PolynomialDecayLR

final class fairseq2.optim.lr_scheduler.PolynomialDecayLR(optimizer, num_steps, num_warmup_steps, *, power=1.0, start_lr=0.0, final_lr=0.0, last_epoch=-1, verbose=False)[source]

Bases: LRSchedulerBase

Represents the polynomial decay learning rate schedule.

During warmup:

\[\eta_t = \eta_{base} \frac{t}{T_{warmup}}\]

After warmup:

\[\eta_t = \eta_{final} + (\eta_{base} - \eta_{final}) (\frac{T - t}{T - T_{warmup}})^{p}\]

This corresponds to increasing the learning rate linearly for the first \(T_{warmup}\) training steps to the base learning rate, and decreasing it thereafter for \(T - T_{warmup}\) steps to the final learning rate using a polynomial of degree \(p\).

Note

This scheduler is not chainable.

Parameters:
  • optimizer (Optimizer) – The associated optimizer.

  • num_steps (int) – The total number of steps, including warmup, over which to decay the learning rate.

  • num_warmup_steps (int) – The number of warmup steps.

  • power (float) – The exponent of the polynomial used for decay.

  • start_lr (float | Sequence[float]) – The initial warmup learning rate of all parameter groups, or of each parameter group respectively.

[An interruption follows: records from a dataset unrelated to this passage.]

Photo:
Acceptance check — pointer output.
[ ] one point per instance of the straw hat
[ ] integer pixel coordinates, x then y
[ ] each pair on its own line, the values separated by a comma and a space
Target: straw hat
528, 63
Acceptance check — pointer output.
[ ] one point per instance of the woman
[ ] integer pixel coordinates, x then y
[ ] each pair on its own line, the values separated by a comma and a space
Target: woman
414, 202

  • final_lr (float | Sequence[float]) – The final learning rate of all parameter groups, or of each parameter group respectively.

  • last_epoch (int) – The index of the last epoch.

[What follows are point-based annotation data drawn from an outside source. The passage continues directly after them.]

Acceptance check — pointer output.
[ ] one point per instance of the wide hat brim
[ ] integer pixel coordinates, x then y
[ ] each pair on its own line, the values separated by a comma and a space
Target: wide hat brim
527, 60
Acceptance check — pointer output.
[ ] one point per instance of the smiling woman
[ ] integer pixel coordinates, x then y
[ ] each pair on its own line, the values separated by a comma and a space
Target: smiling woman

  • verbose (bool) – If True, prints a message to stdout for each update.

get_last_lr()

Return last computed learning rate by current scheduler.

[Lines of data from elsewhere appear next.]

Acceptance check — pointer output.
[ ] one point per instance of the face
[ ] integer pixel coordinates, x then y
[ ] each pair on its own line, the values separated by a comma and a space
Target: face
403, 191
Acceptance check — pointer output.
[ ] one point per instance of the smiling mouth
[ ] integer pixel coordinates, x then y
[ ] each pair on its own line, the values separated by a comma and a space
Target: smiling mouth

load_state_dict(state_dict)

Loads the schedulers state.

Args:
state_dict (dict): scheduler state. Should be an object returned

from a call to state_dict().

print_lr(is_verbose, group, lr, epoch=None)

Display the current learning rate.

state_dict()

Returns the state of the scheduler as a dict.

It contains an entry for every variable in self.__dict__ which is not the optimizer.